Bisnis.com, JAKARTA – Emiten produsen Tolak Angin PT Industri Jamu dan Farmasi Sido Muncul Tbk. (SIDO) diproyeksi bakal mengalami hambatan kinerja menyusul keputusan tarif resiprokal AS yang diterapkan kepada Indonesia.
Dalam riset terbaru Kiwoom Sekuritas, analis melihat SIDO dan sejumlah emiten lain di pasar modal Indonesia berpotensi terdampak negatif dari keputusan tarif ini.

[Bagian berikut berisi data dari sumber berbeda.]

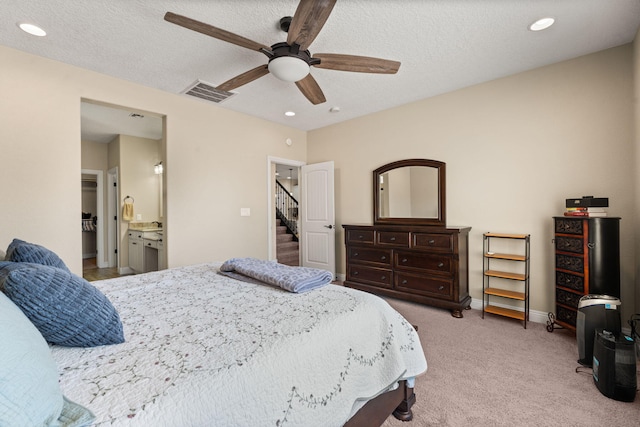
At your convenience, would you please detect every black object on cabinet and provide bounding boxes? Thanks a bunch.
[547,216,620,332]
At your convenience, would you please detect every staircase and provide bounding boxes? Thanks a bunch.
[276,219,300,266]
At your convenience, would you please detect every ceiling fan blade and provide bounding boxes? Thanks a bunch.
[296,74,327,105]
[287,0,336,50]
[164,12,271,51]
[216,64,269,92]
[313,53,400,74]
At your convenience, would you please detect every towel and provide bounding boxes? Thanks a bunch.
[122,202,133,221]
[220,258,333,293]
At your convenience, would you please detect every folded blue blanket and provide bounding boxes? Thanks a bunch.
[220,258,333,293]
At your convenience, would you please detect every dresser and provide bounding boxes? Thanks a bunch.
[343,225,471,317]
[547,216,620,331]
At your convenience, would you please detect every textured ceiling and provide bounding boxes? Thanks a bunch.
[0,0,640,136]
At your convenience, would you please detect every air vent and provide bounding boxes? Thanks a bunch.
[182,80,235,104]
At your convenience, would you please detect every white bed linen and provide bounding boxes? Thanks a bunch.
[52,263,427,427]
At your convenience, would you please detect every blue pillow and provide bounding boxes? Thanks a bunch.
[5,239,69,271]
[0,292,95,426]
[0,263,124,347]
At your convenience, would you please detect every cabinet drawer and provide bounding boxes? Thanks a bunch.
[394,251,453,274]
[556,254,584,273]
[556,305,577,327]
[144,239,158,249]
[412,233,453,252]
[376,231,409,248]
[347,246,391,267]
[556,236,584,254]
[556,218,583,234]
[556,271,584,294]
[347,265,393,288]
[347,230,373,243]
[395,273,453,299]
[556,289,584,310]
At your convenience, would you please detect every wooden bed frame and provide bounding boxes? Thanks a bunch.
[344,380,416,427]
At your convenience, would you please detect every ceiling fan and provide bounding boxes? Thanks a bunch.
[164,0,400,105]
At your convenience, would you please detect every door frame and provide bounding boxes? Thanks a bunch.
[80,169,107,268]
[267,156,307,261]
[107,166,120,271]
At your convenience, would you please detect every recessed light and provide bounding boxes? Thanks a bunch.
[529,17,556,31]
[18,22,47,37]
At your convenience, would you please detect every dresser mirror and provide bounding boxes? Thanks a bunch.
[373,159,446,227]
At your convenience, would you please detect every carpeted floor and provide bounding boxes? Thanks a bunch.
[383,299,640,427]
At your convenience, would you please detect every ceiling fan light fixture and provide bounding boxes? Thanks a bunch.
[269,56,309,82]
[529,16,556,31]
[18,22,47,37]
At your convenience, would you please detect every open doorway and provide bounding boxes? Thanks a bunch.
[267,157,304,265]
[267,157,336,275]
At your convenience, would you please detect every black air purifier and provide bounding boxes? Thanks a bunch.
[593,329,637,402]
[576,295,621,366]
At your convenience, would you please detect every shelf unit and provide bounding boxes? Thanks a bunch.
[482,233,530,329]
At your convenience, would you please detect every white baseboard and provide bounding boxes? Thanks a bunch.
[336,273,549,323]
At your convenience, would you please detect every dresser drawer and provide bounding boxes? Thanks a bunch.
[556,254,584,273]
[412,233,453,252]
[376,231,409,248]
[556,236,584,254]
[347,246,391,268]
[347,265,393,288]
[556,305,578,327]
[556,218,584,234]
[395,273,453,299]
[556,271,584,294]
[394,251,453,275]
[556,289,584,310]
[347,230,373,243]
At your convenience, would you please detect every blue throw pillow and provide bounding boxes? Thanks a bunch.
[5,239,69,271]
[0,292,95,426]
[0,263,124,347]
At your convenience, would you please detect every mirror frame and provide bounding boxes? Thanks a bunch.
[373,159,446,227]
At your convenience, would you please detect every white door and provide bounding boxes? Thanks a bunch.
[300,162,336,277]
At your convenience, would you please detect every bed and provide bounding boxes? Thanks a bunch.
[1,244,427,427]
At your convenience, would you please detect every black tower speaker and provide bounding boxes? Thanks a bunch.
[576,295,622,366]
[593,329,637,402]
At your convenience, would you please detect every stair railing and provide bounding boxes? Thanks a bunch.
[276,180,298,241]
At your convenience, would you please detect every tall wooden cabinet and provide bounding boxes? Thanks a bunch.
[343,225,471,317]
[547,216,620,332]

Adapun, SIDO memiliki eksposur terhadap pasar AS dengan besaran kurang dari 10% dari total ekspor perseroan. Melansir laporan keuangan, melalui anak usaha PT Semarang Herbal Indo Plant, perseroan melakukan ekspor minyak atsiri ke pasar Amerika Serikat dan Eropa.

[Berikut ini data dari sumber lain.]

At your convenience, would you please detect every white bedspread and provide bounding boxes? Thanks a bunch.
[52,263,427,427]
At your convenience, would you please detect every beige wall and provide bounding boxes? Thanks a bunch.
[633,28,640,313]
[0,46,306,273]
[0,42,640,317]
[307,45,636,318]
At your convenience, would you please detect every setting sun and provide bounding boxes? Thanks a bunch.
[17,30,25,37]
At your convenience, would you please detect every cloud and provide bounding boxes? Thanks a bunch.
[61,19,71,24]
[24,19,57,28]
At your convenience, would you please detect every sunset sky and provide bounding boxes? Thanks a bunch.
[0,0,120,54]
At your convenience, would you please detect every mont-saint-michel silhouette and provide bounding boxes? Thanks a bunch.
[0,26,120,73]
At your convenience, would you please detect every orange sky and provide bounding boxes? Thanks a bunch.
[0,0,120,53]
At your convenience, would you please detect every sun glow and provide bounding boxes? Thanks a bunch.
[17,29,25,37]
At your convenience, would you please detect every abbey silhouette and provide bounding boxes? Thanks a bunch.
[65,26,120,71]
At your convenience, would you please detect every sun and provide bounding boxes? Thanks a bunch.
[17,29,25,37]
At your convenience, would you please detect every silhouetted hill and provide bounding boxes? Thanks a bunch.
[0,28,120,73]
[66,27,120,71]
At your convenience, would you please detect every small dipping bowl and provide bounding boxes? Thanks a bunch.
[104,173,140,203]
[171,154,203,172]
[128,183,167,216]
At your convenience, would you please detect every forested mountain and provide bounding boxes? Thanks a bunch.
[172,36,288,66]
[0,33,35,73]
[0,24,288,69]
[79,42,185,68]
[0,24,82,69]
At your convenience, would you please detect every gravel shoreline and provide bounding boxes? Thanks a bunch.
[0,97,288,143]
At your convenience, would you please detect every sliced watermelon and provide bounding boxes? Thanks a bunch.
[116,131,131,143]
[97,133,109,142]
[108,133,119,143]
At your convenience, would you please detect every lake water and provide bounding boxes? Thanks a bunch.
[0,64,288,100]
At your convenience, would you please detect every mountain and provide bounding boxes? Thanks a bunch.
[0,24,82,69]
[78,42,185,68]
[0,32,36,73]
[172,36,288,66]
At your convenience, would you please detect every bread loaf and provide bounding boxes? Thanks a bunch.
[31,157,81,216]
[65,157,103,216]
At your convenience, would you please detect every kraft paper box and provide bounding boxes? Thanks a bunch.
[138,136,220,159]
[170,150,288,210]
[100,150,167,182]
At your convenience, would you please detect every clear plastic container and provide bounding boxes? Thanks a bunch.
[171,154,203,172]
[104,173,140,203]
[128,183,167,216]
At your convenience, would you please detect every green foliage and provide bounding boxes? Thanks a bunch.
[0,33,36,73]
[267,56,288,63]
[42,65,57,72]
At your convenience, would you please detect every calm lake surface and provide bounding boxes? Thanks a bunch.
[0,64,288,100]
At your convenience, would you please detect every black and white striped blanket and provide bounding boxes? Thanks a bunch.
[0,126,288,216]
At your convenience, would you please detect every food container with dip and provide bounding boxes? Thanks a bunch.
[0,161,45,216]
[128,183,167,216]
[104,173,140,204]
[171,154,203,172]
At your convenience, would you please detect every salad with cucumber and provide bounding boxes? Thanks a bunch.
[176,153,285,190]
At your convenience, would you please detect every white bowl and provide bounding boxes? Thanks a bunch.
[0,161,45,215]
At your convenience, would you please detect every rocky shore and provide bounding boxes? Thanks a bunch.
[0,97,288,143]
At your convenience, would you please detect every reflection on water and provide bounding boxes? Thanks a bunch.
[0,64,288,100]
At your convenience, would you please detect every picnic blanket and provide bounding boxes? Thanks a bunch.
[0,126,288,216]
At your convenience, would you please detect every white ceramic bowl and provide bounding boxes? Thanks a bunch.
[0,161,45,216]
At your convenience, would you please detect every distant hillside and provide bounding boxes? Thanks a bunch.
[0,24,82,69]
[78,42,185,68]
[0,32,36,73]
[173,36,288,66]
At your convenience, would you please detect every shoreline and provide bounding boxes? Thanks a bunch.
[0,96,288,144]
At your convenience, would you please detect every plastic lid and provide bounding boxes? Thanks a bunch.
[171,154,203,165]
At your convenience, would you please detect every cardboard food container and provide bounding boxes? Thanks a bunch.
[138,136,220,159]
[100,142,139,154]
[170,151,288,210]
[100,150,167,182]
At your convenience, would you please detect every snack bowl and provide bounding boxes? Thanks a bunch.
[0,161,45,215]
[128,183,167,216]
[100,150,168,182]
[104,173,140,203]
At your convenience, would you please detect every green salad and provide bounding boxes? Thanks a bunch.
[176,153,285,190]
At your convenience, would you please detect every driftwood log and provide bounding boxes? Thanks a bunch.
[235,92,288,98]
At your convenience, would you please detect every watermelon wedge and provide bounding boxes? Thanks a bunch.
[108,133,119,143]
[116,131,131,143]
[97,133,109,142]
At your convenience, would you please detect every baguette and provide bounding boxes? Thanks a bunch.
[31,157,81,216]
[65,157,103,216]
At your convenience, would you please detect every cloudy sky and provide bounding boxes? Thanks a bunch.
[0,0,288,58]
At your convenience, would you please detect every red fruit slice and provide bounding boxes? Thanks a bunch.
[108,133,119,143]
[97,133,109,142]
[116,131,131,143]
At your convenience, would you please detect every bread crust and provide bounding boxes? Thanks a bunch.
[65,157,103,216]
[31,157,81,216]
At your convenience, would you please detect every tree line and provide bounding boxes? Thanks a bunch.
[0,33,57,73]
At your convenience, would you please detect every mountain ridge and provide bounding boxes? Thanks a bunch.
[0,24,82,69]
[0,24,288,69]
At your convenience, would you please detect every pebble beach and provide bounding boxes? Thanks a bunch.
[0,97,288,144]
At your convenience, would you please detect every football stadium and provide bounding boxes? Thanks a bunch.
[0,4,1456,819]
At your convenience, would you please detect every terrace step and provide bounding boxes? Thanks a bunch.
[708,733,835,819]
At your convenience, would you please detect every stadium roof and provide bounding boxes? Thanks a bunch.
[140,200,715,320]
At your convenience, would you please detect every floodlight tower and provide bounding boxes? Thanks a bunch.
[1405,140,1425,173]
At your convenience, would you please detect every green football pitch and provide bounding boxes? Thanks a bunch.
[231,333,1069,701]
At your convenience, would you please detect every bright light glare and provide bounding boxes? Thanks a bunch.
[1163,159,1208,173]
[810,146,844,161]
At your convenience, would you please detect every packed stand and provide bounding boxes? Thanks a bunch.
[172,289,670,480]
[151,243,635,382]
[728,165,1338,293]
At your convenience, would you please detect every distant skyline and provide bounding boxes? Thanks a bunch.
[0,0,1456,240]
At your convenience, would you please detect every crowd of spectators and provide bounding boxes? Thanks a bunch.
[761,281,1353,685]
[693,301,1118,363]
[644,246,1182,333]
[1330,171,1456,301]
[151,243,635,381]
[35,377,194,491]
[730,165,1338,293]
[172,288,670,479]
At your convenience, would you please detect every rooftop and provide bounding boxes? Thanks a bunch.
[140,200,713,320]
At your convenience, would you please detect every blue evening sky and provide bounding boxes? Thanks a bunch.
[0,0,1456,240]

“Gangguan ekspor pada segmen suplemen dan consumer health bisa menahan pertumbuhan ekspor tahunan SIDO di bawah 5%,” kata analis Kiwoom dalam risetnya, Selasa (8/7/2025).
Meskipun begitu, Kiwoom masih menyematkan rekomendasi buy terhadap saham SIDO. Hal itu disertai dengan ekspektasi penjualan SIDO yang masih akan bertumbuh sepanjang 2025.
Equity Research Analyst Kiwoom Sekuritas Abdul Azis menerangkan, di tengah kondisi global saat ini, SIDO diprediksi bisa mencatatkan pertumbuhan pendapatan hingga 7,1% year on year. Begitu juga dengan laba bersih yang diprediksi bakal tumbuh 2,6% YoY.
Jika menilik laporan keuangan perseroan pada awal tahun 2025, SIDO mencatatkan pelemahan kinerja. Pendapatan perseroan menyusut 25,09% year on year (YoY) dari Rp1,05 triliun pada kuartal I/2024 menjadi Rp789,10 miliar pada kuartal I/2025.
Begitu juga dengan laba periode berjalan yang diatribusikan kepada pemilik entitas induk atau laba bersih SIDO menyusut 40,34% YoY menjadi Rp232,94 miliar pada kuartal I/2025 dari Rp390,49 miliar pada kuartal I/2024.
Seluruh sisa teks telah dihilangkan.